The Lok Sabha on Thursday passed the Consumer Protection Bill, 2018, amid protests by Congress and Telugu Desam Party (TDP) members.
The Bill will now go to Rajya Sabha for consideration and passage. Once adopted, it will replace the Consumer Protection Act, 1986.
Highlights of the Bill
The Bill replaces the Consumer Protection Act, 1986. The Bill enforces consumer rights and provides a mechanism for redressal of complaints regarding the defect in goods and deficiency in services.
Consumer Disputes Redressal Commissions will be set up at the District, State and National levels for adjudicating consumer complaints. Appeals from the District and State Commissions will be heard at the next level and from the National Commission by the Supreme Court.
The Bill sets up a Central Consumer Protection Authority to promote, protect and enforce consumer rights as a class. It can issue safety notices for goods and services, order refunds, recall goods and rule against misleading advertisements.
If a consumer suffers an injury from a defect in a good or a deficiency in service, he may file a claim of product liability against the manufacturer, the seller, or the service provider.
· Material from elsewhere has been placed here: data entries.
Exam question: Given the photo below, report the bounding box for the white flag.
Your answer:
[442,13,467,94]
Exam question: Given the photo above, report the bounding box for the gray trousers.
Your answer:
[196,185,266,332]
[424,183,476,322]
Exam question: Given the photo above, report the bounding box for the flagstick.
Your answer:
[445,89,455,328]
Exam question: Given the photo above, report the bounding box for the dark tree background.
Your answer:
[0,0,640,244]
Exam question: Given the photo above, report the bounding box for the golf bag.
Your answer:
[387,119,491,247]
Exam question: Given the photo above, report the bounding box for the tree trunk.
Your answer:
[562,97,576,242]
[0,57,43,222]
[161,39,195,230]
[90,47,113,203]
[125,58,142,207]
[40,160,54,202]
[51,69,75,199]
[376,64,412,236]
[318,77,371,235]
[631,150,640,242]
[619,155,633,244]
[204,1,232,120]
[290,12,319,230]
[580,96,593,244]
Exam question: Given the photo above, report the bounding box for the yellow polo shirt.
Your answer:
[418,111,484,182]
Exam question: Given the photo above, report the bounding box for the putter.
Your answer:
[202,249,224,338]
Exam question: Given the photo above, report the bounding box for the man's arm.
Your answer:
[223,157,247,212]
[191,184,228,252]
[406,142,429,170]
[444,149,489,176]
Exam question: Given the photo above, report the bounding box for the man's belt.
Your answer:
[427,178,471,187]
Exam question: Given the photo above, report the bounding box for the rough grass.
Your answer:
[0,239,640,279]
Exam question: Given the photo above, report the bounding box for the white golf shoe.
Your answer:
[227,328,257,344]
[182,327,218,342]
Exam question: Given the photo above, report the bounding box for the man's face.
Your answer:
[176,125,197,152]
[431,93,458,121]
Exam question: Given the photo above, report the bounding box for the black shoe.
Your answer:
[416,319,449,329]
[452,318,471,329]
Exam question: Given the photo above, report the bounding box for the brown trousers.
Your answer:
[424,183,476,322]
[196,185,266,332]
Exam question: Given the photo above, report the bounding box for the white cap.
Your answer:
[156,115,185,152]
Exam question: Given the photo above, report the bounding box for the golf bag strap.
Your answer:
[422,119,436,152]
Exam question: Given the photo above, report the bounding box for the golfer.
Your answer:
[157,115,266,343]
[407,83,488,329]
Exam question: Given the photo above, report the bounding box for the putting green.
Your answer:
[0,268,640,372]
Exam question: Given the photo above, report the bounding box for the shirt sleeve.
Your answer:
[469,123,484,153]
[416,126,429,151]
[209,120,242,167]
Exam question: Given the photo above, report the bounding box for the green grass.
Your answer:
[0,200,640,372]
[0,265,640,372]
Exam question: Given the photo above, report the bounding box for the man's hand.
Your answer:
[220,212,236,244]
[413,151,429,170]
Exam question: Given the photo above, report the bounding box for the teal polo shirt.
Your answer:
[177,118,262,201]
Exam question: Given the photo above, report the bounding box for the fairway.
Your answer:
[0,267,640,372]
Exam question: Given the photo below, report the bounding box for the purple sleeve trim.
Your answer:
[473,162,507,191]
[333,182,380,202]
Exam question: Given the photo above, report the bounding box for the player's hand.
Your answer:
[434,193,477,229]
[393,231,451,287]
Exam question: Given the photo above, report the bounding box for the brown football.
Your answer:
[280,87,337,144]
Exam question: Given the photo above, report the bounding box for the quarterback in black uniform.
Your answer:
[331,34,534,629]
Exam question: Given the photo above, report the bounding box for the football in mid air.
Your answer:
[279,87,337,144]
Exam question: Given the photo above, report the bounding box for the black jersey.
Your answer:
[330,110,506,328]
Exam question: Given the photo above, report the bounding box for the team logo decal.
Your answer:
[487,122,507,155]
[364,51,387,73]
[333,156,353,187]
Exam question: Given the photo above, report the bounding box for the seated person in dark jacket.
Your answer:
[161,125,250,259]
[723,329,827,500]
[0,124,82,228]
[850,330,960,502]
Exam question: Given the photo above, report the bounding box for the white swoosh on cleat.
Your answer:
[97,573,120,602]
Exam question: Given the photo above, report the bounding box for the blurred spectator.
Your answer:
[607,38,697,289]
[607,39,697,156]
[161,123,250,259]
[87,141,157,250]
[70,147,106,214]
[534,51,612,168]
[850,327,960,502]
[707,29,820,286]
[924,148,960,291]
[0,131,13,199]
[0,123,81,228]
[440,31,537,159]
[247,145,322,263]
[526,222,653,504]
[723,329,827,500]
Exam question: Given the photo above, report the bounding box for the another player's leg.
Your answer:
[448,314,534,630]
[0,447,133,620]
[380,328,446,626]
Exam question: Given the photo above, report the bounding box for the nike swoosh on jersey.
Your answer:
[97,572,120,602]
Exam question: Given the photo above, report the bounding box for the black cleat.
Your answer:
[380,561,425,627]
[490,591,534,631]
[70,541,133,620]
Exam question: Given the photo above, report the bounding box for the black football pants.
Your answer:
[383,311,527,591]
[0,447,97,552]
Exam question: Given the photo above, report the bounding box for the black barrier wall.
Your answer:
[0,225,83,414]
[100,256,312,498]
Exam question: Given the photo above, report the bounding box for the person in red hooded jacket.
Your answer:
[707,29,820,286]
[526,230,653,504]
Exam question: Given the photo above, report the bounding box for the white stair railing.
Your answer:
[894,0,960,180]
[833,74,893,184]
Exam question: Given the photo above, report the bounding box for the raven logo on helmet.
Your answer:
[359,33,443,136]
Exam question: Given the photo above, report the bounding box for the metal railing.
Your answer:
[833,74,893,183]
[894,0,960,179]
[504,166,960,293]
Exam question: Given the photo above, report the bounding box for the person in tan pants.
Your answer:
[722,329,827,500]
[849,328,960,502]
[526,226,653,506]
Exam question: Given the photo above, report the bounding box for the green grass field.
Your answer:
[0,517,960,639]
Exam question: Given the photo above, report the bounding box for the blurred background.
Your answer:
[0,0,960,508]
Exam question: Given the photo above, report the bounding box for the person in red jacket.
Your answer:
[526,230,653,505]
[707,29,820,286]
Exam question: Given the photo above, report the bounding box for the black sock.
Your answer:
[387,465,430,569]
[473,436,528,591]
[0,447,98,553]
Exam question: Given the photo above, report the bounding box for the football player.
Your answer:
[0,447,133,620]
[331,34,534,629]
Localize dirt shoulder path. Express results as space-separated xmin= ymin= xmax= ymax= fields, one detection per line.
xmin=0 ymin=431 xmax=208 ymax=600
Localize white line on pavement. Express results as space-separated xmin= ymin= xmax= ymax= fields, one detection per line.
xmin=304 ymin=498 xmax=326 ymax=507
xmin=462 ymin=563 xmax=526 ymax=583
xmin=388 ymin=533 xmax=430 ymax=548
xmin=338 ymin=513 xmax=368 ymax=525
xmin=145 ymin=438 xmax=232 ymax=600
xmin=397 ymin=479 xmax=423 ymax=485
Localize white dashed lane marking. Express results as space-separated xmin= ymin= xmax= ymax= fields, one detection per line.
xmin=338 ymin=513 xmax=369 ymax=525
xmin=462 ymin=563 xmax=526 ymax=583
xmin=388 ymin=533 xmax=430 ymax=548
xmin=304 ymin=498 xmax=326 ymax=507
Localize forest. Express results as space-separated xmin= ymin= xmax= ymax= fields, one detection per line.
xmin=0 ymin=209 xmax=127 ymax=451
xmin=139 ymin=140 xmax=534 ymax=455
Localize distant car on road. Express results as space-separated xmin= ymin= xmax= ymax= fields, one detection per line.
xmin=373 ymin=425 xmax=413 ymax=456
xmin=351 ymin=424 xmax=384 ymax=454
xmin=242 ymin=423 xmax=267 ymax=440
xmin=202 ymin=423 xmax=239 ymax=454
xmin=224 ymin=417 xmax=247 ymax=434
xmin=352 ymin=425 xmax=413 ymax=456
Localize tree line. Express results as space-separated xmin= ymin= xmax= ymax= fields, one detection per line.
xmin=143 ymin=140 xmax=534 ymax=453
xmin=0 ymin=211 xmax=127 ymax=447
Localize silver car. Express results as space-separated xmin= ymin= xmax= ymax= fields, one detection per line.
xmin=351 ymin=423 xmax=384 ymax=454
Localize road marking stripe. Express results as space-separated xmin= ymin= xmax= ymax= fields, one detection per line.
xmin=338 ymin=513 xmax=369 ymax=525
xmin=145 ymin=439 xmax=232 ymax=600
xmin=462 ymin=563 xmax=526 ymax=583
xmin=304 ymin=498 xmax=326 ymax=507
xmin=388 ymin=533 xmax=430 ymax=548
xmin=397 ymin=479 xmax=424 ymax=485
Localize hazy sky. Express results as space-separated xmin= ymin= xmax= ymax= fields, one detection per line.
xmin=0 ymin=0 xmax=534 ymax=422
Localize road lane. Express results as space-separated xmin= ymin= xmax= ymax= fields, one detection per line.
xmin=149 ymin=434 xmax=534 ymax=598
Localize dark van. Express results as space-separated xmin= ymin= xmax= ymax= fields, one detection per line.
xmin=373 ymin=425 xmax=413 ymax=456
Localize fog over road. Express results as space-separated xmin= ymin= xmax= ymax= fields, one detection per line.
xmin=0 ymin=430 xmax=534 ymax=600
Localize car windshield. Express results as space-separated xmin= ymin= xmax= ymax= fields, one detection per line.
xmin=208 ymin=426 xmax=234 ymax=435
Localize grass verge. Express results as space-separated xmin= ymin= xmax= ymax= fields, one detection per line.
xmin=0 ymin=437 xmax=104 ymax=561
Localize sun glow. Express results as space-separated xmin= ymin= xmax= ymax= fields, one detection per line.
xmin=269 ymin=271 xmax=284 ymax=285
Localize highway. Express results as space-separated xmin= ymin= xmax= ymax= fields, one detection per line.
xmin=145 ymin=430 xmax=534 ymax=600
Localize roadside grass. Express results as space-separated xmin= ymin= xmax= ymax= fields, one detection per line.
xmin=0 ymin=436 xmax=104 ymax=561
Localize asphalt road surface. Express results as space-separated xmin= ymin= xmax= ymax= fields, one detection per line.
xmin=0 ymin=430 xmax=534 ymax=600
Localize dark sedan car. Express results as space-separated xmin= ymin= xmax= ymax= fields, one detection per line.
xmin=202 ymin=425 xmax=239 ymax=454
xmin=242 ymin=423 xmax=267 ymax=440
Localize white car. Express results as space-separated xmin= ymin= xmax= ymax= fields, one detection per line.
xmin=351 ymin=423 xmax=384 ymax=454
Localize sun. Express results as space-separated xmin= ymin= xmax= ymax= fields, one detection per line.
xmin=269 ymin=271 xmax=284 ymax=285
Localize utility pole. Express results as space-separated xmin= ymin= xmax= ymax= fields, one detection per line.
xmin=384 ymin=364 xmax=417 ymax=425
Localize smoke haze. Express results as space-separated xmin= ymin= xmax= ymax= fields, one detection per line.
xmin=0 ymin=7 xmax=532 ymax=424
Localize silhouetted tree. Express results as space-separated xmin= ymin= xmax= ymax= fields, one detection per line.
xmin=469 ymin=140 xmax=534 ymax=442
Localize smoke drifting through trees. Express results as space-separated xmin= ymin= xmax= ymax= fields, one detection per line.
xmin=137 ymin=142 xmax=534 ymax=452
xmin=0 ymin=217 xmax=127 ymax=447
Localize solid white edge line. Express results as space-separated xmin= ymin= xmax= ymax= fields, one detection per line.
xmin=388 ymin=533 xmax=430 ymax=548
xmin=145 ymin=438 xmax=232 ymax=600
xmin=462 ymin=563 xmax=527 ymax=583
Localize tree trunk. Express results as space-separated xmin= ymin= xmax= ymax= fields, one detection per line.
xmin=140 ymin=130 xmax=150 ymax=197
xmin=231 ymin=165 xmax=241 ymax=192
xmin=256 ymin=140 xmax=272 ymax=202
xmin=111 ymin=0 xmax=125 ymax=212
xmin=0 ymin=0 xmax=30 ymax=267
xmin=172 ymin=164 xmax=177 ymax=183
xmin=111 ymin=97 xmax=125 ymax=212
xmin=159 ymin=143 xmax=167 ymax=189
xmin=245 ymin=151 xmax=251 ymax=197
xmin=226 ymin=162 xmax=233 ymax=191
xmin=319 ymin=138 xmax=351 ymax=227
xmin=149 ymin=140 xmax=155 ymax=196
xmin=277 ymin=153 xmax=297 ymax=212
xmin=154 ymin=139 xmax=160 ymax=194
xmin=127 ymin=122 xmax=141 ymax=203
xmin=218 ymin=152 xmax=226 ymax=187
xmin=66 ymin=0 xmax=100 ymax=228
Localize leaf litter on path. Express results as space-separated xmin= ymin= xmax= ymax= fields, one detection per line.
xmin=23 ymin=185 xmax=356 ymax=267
The Bill defines contracts as ‘unfair’ if they significantly affect the rights of consumers. It also defines unfair and restrictive trade practices.
The Bill establishes Consumer Protection Councils at the district, state and national levels to render advice on consumer protection.
Key Issues and Analysis
The Bill sets up the Consumer Disputes Redressal Commissions as quasi-judicial bodies to adjudicate disputes. The Bill empowers the central government to appoint members to these Commissions. The Bill does not specify that the Commissions will comprise a judicial member. If the Commissions were to have members only from the executive, the principle of separation of powers may be violated.
The Bill empowers the central government to appoint, remove and prescribe conditions of service for members of the District, State and National Consumer Disputes Redressal Commissions. The Bill leaves the composition of the Commissions to the central government. This could affect the independence of these quasi-judicial bodies.
Consumer Protection Councils will be set up at the district, state, and national level, as advisory bodies. The State and National Councils are headed by Ministers in-charge of Consumer Affairs. The Bill does not specify whom the Councils will advise. If the Councils advise the government, it is unclear in what capacity such advice will be given.
Other Bodies established under the Bill:
Central Consumer Protection Authority: The Bill sets up the Central Consumer Protection Authority (CCPA) to promote, protect, and enforce the rights of consumers as a class. It will be headed by a Chief Commissioner and comprise other Commissioners. It will have an investigation arm headed by a Director General. It may: (i) issue safety notices; (ii) pass orders to recall goods, prevent unfair and restrictive trade practices; (iii) reimburse purchase price paid; and (iv) impose penalties for false and misleading advertisements. It may also file complaints before the Consumer Disputes Redressal Commissions.
Consumer Protection Councils: The Bill sets up Consumer Protection Councils (CPCs) at the district, state, and national levels as advisory bodies. The Councils will advise on promotion and protection of consumer rights. Under the Bill, the Central and State Council will be headed by the Minister-in-charge of Consumer Affairs at the central and state level, respectively. The District Council will be headed by the District Collector.